Khadas VIM3 custom one-class YOLOv3 inference issue

@Akkisony I’m not sure why this problem occurs, I haven’t seen it yet, what have you modified, can you provide me with a look?

@Frank Can you please let me know how can I measure the accuracy loss of the model after converting them from darknet to tengine format. Because there is always a loss in accuracy after quantization. I need to know if there is any means where I can measure them? @Frank
@alcohol
Thanks

@Akkisony Maybe you can found it in https://github.com/OAID/Tengine/tree/tengine-lite/doc

@Frank Hi, can you please explain briefly how do you calculate the ‘top’ and ‘left’ co-ordinates of the bounding box?

if (cls >= 0)
{
box b = dets[i].bbox;
int left = (b.x - b.w / 2.) * frame.cols;
int top = (b.y - b.h / 2.) * frame.rows;
if (top < 30) {
top = 30;
left +=10;
}

#if DEBUG_OPTION
fprintf(stderr, “left = %d,top = %d\n”, left, top);

Does ‘top’ mean that the co-ordinate of the bounding box is ‘top’ pixels below?
Does ‘left’ mean that the co-ordinate of the bounding box is ‘left’ number of pixels away?

I need this small clarification. Thanks in advance.

@Akkisony

  1. You get a 1920x1080 picture from the camera.
  2. Resize to 416x416 for NPU reasoning.
  3. Assuming that an object is recognized, the center point and length and width of the object area will be obtained.
  4. Next, on the 416x416 picture, through the position and length and width of this area, calculate the upper left corner point and w and h of this area.
  5. Finally, according to the initial resize ratio, the data on the original picture is calculated, that is, the information drawn on the picture through opencv.

The code here is step 4

1 Like

@Frank Thank you for the explanation with the diagram. :slight_smile:

I have trained a model to detect a single class using yolov3. The detection seems fine on the CPU, however on the NPU, I have some issues with the non max suppression (as I get 2601 detections on a single image). Can you share your expereince, so it would help me to solve this problem?
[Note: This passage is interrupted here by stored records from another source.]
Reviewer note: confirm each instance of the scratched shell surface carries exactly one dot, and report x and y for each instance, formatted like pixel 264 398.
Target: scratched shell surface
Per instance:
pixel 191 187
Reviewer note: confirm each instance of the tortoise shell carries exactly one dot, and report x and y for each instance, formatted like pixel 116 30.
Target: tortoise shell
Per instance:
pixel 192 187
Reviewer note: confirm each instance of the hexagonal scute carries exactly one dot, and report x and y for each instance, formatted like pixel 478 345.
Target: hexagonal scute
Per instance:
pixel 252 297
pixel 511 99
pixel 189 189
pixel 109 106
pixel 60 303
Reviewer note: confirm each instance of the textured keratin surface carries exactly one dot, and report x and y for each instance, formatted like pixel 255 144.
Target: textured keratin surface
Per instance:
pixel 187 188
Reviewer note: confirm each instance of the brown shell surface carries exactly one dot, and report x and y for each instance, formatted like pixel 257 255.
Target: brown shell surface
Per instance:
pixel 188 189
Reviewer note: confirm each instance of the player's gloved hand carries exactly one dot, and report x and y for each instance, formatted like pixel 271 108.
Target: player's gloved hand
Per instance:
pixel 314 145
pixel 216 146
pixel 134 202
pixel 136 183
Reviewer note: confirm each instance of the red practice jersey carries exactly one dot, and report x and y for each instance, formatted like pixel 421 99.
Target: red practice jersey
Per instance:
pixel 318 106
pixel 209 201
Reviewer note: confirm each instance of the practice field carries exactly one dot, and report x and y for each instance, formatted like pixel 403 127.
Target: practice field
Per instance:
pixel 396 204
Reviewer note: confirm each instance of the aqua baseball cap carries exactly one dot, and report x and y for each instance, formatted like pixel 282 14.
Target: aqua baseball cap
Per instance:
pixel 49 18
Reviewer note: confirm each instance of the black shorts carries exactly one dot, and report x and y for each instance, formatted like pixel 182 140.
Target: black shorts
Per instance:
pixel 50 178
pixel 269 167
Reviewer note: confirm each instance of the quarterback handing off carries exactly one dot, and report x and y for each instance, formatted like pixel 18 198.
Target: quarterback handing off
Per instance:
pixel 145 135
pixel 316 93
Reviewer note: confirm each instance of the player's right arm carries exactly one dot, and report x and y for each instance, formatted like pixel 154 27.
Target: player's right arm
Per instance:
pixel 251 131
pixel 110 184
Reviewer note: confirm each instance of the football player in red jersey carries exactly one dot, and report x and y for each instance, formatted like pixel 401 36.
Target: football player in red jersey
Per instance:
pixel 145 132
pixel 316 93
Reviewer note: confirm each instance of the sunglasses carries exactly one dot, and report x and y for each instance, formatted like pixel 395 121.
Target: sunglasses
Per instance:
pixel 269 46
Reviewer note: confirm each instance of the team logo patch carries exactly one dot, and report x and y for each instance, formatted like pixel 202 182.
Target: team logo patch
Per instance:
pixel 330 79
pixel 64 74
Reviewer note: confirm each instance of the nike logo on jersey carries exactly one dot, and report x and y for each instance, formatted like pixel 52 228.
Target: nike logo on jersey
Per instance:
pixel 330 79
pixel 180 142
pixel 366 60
These below are the parameter:
const int classes = 1;
const float thresh = 0.5;
const float hier_thresh = 0.5;
const float nms = 0.80;
const int numBBoxes = 5;
const int relative = 1;
const char *coco_names[1] = {“battery”};
float biases[18] = {10, 13, 16, 30, 33, 23, 30, 61, 62, 45, 59, 119, 116, 90, 156, 198, 373, 326};

I even increased the nms value to 0.80, yet, I have the same issue. Please shed some input which can help me to solve the issue! Thanks in advance.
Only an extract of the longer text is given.